8-bit RGBA doesn't seem to benefit at all, or at least not on my machine. That makes sense - I've recently replaced the portable SIMD impl with autovectorization in #512 because autovectorization produced better assembly. We should probably just delete that codepath now.
On a large RGB (no alpha) 8-bit image made with imagemagick via convert -quality 49 in.png out.png
(the first digit being 4 selects Paeth filter, yes that interface is confusing) I am seeing a 5% end-to-end performance improvement.
As I've found in #513, the current code for RGB Paeth unflitering does actually emit vector instructions.

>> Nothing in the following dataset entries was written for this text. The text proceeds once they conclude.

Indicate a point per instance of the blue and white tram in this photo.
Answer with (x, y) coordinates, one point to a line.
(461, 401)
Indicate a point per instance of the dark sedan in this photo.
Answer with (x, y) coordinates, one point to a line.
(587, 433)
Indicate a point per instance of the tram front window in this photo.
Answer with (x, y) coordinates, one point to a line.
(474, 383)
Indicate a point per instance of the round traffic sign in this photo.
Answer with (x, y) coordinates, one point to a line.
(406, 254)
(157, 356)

The portable SIMD codepath doesn't differ just in the vector instructions it emits, it uses completely different code for the main loop, and I suspect that is the part responsible for the performance improvement:
If we could fit the autovectorized code for bpp=3 case that @okaneco came up with into this loop scaffolding, we should get the best of both worlds and be able to get rid of the unstable
feature entirely.
I couldn't get the straightforward adaptation of the 3bpp algorithm to autovectorize: https://godbolt.org/z/en417qP3b
If I switch from i16 to i32 as the type on which all operations are performed, it vectorizes fine on modern CPUs: https://godbolt.org/z/T67Gn74ze
But in this form it completely fails to vectorize on base x86_64 and performance plummets: https://godbolt.org/z/8zGYbr5bb
Also, when measured against unstable
feature with -C target-cpu=znver3
, the unstable version still comes out slightly ahead.
I think I'm just going to give up here because while 5% is noticeable, only some images are bpp=3 and Paeth, so the average speedup across all images is going to be only about 2%, which is a lot less impressive.

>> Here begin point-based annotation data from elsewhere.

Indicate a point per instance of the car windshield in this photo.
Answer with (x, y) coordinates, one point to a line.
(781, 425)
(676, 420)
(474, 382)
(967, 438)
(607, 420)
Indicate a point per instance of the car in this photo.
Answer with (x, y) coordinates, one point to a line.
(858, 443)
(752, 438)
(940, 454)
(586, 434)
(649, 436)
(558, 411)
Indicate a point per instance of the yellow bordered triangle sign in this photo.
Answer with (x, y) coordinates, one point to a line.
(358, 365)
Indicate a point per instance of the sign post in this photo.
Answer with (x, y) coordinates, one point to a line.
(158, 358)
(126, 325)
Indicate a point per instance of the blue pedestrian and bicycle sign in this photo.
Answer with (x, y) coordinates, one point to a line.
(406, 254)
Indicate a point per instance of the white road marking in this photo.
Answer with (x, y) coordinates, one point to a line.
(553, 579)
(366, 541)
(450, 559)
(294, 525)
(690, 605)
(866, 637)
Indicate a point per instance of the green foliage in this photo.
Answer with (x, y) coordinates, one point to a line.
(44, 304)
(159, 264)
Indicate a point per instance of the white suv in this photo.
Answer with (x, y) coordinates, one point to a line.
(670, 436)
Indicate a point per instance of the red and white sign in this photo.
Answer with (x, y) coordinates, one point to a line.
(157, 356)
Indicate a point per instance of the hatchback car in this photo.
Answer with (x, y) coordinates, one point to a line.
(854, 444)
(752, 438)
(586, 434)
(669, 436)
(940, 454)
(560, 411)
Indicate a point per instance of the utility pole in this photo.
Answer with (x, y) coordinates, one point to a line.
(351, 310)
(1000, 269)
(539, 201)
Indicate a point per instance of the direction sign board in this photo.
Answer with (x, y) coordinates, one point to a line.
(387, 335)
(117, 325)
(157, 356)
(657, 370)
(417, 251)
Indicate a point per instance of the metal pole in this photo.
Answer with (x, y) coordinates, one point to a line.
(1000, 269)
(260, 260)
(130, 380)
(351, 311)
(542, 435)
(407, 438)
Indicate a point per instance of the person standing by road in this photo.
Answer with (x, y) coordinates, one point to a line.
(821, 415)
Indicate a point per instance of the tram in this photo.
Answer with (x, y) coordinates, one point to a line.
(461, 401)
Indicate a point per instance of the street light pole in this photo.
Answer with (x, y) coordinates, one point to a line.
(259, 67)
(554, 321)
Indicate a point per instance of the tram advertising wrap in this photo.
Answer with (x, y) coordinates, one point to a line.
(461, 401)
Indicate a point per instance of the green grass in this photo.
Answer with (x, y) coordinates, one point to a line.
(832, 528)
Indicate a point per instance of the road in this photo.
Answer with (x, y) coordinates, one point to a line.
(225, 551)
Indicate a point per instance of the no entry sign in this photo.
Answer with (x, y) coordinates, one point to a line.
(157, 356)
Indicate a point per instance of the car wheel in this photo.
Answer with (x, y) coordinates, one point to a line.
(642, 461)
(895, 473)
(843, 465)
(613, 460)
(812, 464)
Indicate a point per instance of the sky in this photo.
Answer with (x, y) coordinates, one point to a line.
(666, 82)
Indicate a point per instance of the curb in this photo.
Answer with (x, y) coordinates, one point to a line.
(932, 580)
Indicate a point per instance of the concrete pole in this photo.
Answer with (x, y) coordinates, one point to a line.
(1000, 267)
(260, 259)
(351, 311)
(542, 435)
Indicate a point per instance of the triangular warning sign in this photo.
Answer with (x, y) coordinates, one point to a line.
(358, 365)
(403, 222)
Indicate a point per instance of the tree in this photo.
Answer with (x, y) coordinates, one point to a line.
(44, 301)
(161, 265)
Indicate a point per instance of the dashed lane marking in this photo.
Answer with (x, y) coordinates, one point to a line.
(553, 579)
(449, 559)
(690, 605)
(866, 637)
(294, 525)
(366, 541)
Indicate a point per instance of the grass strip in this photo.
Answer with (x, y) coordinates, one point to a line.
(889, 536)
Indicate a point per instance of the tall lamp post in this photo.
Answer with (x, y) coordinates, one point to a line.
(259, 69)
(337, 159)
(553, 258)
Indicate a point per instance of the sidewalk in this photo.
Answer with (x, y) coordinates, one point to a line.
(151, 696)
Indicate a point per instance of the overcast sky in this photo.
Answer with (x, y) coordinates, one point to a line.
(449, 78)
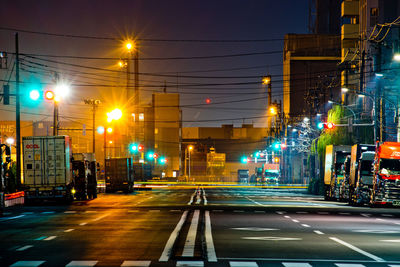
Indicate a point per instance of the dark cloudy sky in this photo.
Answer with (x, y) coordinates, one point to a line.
(152, 19)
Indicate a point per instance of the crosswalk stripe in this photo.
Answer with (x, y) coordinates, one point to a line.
(243, 264)
(81, 263)
(135, 264)
(27, 264)
(189, 264)
(296, 264)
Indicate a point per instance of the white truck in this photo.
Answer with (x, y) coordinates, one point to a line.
(47, 168)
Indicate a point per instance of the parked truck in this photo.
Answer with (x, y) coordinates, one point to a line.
(119, 175)
(47, 168)
(386, 175)
(84, 169)
(333, 177)
(357, 151)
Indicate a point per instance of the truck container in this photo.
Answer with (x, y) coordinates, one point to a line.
(386, 176)
(363, 188)
(333, 177)
(47, 168)
(119, 175)
(243, 176)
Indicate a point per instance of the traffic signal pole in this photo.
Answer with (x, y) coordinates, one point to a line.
(17, 112)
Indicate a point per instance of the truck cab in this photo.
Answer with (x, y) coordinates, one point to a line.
(386, 176)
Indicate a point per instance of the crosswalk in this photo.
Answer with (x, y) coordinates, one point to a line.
(194, 263)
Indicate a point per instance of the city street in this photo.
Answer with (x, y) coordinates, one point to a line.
(204, 226)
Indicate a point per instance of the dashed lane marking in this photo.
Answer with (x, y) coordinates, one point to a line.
(243, 264)
(350, 246)
(296, 264)
(349, 265)
(10, 218)
(166, 254)
(50, 238)
(81, 263)
(190, 264)
(27, 263)
(24, 248)
(135, 264)
(211, 256)
(188, 249)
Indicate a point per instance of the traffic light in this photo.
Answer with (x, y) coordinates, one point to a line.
(34, 94)
(134, 148)
(329, 125)
(49, 95)
(140, 148)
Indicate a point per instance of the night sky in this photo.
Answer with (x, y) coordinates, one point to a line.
(149, 19)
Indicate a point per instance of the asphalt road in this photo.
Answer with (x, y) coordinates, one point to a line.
(173, 226)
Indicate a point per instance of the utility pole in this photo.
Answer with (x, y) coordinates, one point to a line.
(17, 112)
(94, 104)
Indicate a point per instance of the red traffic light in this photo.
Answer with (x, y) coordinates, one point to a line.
(329, 125)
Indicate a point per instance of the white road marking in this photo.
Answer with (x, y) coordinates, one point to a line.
(350, 246)
(376, 231)
(255, 229)
(271, 238)
(135, 264)
(81, 263)
(189, 264)
(243, 264)
(296, 264)
(166, 254)
(349, 265)
(24, 248)
(188, 250)
(10, 218)
(101, 217)
(211, 256)
(50, 238)
(27, 263)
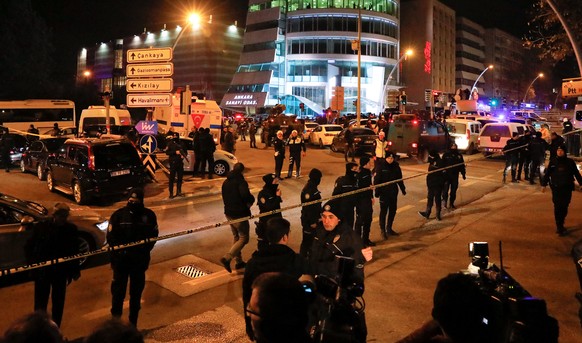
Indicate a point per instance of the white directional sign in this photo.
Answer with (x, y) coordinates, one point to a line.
(151, 69)
(149, 100)
(149, 85)
(149, 55)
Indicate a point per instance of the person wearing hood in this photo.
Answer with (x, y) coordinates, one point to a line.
(345, 184)
(333, 239)
(435, 181)
(310, 214)
(388, 172)
(560, 175)
(132, 223)
(237, 199)
(268, 200)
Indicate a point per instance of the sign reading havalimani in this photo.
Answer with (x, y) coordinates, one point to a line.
(147, 73)
(572, 88)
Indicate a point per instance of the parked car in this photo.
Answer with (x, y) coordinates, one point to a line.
(87, 168)
(92, 229)
(36, 155)
(494, 136)
(363, 141)
(224, 161)
(308, 127)
(19, 144)
(465, 134)
(322, 135)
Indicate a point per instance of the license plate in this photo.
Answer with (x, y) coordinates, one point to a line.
(120, 172)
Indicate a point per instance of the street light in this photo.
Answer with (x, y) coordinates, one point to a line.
(483, 72)
(531, 84)
(383, 95)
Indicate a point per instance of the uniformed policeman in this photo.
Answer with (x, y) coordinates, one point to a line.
(310, 214)
(177, 155)
(269, 199)
(560, 176)
(132, 223)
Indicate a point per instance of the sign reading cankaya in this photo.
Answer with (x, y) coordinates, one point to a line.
(244, 99)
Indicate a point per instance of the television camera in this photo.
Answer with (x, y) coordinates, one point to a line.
(510, 313)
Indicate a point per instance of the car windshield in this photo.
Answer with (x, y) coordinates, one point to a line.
(115, 155)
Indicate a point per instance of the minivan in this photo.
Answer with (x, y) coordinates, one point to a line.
(465, 133)
(494, 136)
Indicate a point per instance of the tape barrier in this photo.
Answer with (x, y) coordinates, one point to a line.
(106, 249)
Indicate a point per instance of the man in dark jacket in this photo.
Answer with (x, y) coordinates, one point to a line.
(388, 172)
(132, 223)
(51, 240)
(455, 165)
(277, 256)
(310, 214)
(269, 199)
(560, 175)
(511, 152)
(237, 200)
(345, 184)
(435, 181)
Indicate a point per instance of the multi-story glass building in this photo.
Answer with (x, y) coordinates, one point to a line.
(297, 51)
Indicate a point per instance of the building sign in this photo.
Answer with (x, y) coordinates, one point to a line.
(244, 99)
(572, 88)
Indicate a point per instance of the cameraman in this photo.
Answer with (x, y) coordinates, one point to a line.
(333, 238)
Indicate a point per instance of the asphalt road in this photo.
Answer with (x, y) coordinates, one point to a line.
(400, 279)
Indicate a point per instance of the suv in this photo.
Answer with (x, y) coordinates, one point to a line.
(88, 168)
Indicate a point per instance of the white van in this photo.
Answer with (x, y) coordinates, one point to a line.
(95, 115)
(465, 133)
(494, 136)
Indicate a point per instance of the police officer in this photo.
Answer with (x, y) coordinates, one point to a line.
(435, 181)
(269, 199)
(345, 184)
(365, 204)
(310, 214)
(388, 171)
(296, 150)
(177, 155)
(560, 176)
(131, 223)
(279, 145)
(455, 165)
(51, 240)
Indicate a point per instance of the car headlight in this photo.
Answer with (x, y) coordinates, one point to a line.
(103, 225)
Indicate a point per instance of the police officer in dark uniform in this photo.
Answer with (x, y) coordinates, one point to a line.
(131, 223)
(365, 204)
(451, 158)
(177, 155)
(310, 214)
(560, 176)
(345, 184)
(51, 240)
(279, 145)
(388, 171)
(269, 199)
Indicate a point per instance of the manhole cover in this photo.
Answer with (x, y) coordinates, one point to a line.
(191, 271)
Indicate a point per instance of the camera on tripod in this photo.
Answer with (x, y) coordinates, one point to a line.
(510, 313)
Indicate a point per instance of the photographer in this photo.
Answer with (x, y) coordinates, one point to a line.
(334, 241)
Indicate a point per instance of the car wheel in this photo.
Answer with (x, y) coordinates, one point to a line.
(40, 172)
(86, 244)
(50, 182)
(79, 194)
(220, 168)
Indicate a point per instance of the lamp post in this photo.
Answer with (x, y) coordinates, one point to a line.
(531, 84)
(383, 95)
(483, 72)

Paeth filtering was remarkably resistant to autovectorization, and it is the only instance where we had to resort to the nightly-only portable SIMD API.

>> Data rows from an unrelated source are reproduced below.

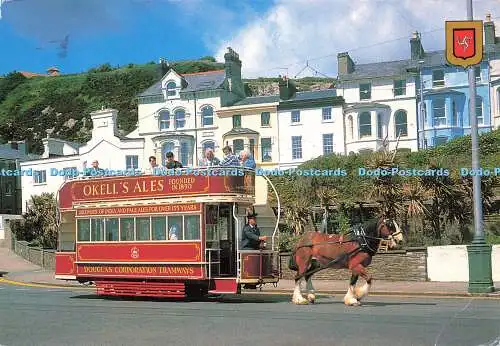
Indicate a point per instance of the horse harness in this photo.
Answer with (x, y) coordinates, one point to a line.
(360, 237)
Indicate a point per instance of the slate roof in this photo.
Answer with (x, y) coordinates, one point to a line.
(195, 82)
(377, 70)
(257, 99)
(312, 95)
(240, 131)
(12, 154)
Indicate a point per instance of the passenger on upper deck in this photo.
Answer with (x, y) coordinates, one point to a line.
(229, 158)
(153, 168)
(209, 160)
(171, 163)
(246, 159)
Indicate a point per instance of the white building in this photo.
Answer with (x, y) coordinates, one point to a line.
(380, 104)
(178, 113)
(309, 124)
(107, 146)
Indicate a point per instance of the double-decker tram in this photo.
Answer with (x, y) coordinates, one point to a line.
(166, 236)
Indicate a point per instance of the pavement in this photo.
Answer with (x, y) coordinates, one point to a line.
(18, 270)
(60, 316)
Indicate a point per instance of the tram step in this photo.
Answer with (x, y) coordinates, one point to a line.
(141, 289)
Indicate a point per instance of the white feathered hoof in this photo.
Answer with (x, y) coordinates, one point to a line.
(351, 301)
(300, 301)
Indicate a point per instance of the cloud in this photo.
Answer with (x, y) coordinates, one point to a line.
(294, 31)
(48, 20)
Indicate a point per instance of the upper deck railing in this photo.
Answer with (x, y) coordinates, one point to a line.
(212, 181)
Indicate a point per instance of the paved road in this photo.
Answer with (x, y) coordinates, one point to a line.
(42, 316)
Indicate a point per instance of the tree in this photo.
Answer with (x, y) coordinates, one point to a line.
(41, 220)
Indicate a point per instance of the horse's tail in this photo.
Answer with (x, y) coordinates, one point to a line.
(292, 263)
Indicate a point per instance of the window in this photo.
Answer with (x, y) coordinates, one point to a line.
(296, 147)
(438, 108)
(365, 124)
(236, 121)
(132, 161)
(175, 228)
(252, 147)
(184, 154)
(111, 229)
(479, 110)
(401, 123)
(171, 89)
(477, 73)
(438, 78)
(8, 189)
(365, 91)
(180, 118)
(400, 87)
(265, 119)
(380, 125)
(327, 143)
(350, 125)
(164, 120)
(207, 116)
(266, 147)
(327, 113)
(142, 227)
(83, 230)
(454, 115)
(238, 145)
(208, 145)
(127, 229)
(192, 227)
(40, 177)
(96, 229)
(159, 225)
(440, 140)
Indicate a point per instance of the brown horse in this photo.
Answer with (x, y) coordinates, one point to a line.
(354, 251)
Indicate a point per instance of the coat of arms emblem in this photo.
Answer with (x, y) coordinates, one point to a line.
(464, 42)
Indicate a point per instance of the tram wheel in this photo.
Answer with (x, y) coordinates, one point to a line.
(196, 291)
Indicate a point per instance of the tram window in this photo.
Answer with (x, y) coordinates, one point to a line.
(175, 228)
(83, 230)
(159, 227)
(142, 227)
(96, 229)
(111, 229)
(127, 229)
(192, 227)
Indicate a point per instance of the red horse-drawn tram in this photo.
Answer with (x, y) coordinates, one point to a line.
(165, 236)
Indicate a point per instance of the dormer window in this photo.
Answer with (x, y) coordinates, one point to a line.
(164, 120)
(171, 89)
(180, 118)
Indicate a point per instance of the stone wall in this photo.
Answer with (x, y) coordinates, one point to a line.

Now that we're looking to make adaptive filtering the default, Paeth filter performance is going to become more important.
I've taken a stab at getting it to autovectorize on latest stable, and the results are promising!
Portable SIMD version (what we're looking to match): https://godbolt.org/z/Pdhx4Kdd8
What I've got so far: https://godbolt.org/z/63av9hbbY
You can see that it vectorized everything except the final loop that selects values; that just got unrolled into lots and lots of conditional moves, so at least it's unrolled and branchless and might benefit from ILP.
Both versions also benefit from
-C target-cpu=x86-64-v3
over the default, but the difference isn't dramatic.